La mode en 1980, que deux générations de stylistes et d’industriels ont mise au point non sans mal. La presse, les grands magasins, des réseaux solides relaient sa production et en propagent l’influence. Mais à côté de ce consensus, les marginaux, catégorie branchée sur le courant alternatif, exercent un pouvoir souterrain sur les modes non-alignées.
Des tendances qu’on dénigre, mais qui n’en sont pas moins sournoisement observées, auscultées, et éventuellement consciencieusement pillées. D’un bastion à l’autre, on ne cesse plus, pendant dix ans, de se traiter de voleurs. Une fois la paix signée, dans les années quatre-vingt-dix, tout le monde tombe d’accord pour faire porter partout les mêmes choses au même moment. Les marginaux auront vécu. Les « fashion-victims » des années 1980 n’avaient que faire de ce concept égalitaire du « beau pour tous« . Cette idée à peu près acquise auprès des grands distributeurs, nos têtes chercheuses se mettent en quête d’une nouvelle singularité.
Quand le prêt à porter s’inspire de la haute couture
Dans leurs efforts pour sortir des sentiers battus de la mode, beaucoup revisitent comme des classiques les chefs-d’œuvre en péril de la haute couture. Tandis que de nouveaux opérateurs s’empressent d’acquérir d’anciennes marques, un jeune public fait du neuf avec du vieux. On parle de sur mesure, de robes de bal, des fastes d’antan. Un mot disparu du langage refait alors surface, le mot « baroque ». Il est logique, dans ce contexte et pour parfaire un tableau où foisonnent les contradictions, qu’une fraction de la société qu’on croyait à jamais disparue avec les années soixante fasse à nouveau parler d’elle vingt ans après.

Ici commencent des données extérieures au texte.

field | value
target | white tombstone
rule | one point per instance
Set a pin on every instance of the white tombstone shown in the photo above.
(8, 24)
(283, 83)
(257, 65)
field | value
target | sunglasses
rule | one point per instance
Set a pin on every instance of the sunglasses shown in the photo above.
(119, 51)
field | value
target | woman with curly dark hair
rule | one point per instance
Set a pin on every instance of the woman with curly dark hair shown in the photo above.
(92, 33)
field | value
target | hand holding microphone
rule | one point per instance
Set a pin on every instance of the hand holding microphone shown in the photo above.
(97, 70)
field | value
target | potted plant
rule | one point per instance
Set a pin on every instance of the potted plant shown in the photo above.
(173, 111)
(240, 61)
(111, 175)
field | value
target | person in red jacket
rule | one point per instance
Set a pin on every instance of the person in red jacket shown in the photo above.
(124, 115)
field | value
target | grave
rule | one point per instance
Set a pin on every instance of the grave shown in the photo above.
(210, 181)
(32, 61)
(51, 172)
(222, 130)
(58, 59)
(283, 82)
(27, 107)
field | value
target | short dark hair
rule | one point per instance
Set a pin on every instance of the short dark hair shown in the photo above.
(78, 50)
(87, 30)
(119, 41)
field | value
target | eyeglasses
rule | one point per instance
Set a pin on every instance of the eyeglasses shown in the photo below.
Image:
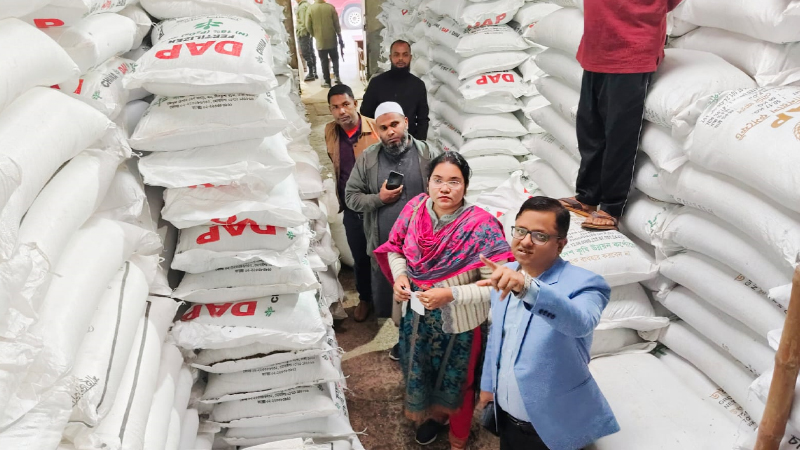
(537, 237)
(453, 184)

Les tendances reprennent de vieux standards
Les hommes prennent indifféremment le portefeuille, le sac à bandoulière ou la sacoche. Les femmes n’ont pas de ligne de mode proprement dite et portent les vêtements qui leur plaisent…
La classe très aisée financièrement adhère à cette nouvelle mode
Avec son éclat, et ses dépenses si profitables aux industries du luxe, la mondanité, de 1980 à 1990, renait des cendres de la contestation. Les riches, leurs satellites, leurs caricatures n’étaient pas morts. Ils s’étaient seulement fait oublier. Échangeant bal à Versailles et train de maison pour bronzage en mer et comptes en Suisse. Chez eux comme ailleurs, le jean a triomphé de la parure. L’arrivée au pouvoir en France d’une coalition socialo-communiste en 1981 semblait devoir empirer encore cet état de fait. Mais, ni la mode, ni les Parisiens ne sont à un paradoxe près. C’est là sans doute leur charme.

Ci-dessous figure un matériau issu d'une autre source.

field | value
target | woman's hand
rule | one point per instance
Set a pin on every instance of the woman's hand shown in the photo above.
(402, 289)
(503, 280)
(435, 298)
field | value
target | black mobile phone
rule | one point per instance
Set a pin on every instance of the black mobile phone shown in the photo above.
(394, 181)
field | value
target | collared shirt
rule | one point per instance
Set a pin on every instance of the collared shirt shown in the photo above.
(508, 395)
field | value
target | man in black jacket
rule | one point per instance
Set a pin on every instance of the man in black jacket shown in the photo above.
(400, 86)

La mode et le pouvoir politique en 1980
Tandis que l’Amérique prenait ses distances, que les banques, les maisons de luxe ou la couture faisaient le gros dos, beaucoup de jeunes créateurs de mode parisiens qui partageaient eux-mêmes des idéaux généreux, encore qu’assez vagues, se jetaient au cou du nouveau pouvoir. Relation d’autant plus judicieuse qu’en France, depuis le XVIIe siècle, il n’est de directions artistiques qui n’émanent des sommets de l’État.

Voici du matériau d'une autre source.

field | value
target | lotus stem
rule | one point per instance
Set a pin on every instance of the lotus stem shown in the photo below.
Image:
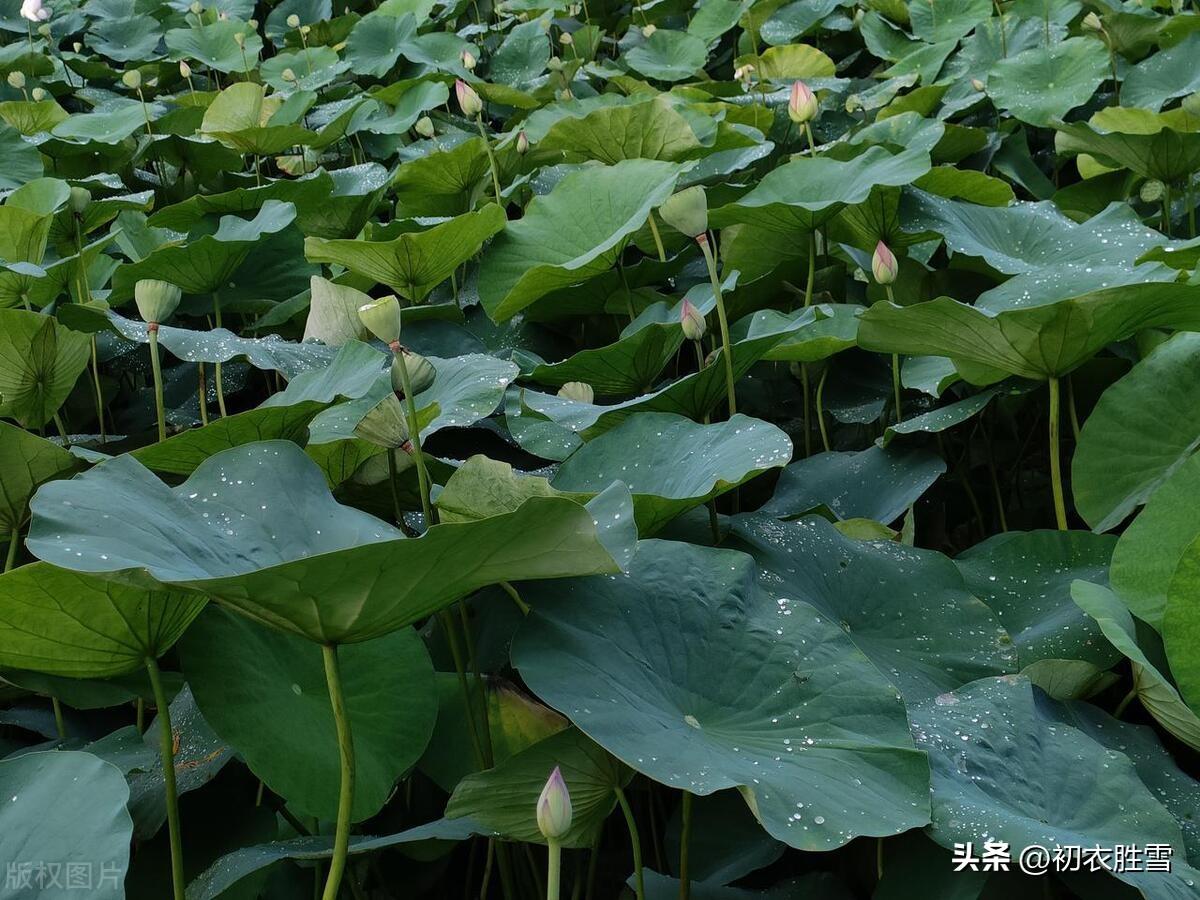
(711, 262)
(156, 367)
(1060, 507)
(167, 751)
(346, 790)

La mode entre dans les musées
Dès 1983, Paris annonçait l’ouverture prochaine d’un musée des Arts de la mode (dans l’aile droite du musée du Louvre). Tandis que grands couturiers et créateurs de prêt-à-porter étaient reçus, fêtés, promus au coude à coude par le président de la République, François Mitterrand. Dans les salons du palais de l’Élysée, prononçant un vibrant éloge de la mode, celui-ci conclut par cette formule qui, bien qu’inexacte, fût alors considérée comme définitive : » Les pays qui ne connaissent pas la mode sont les pays de l’uniforme ».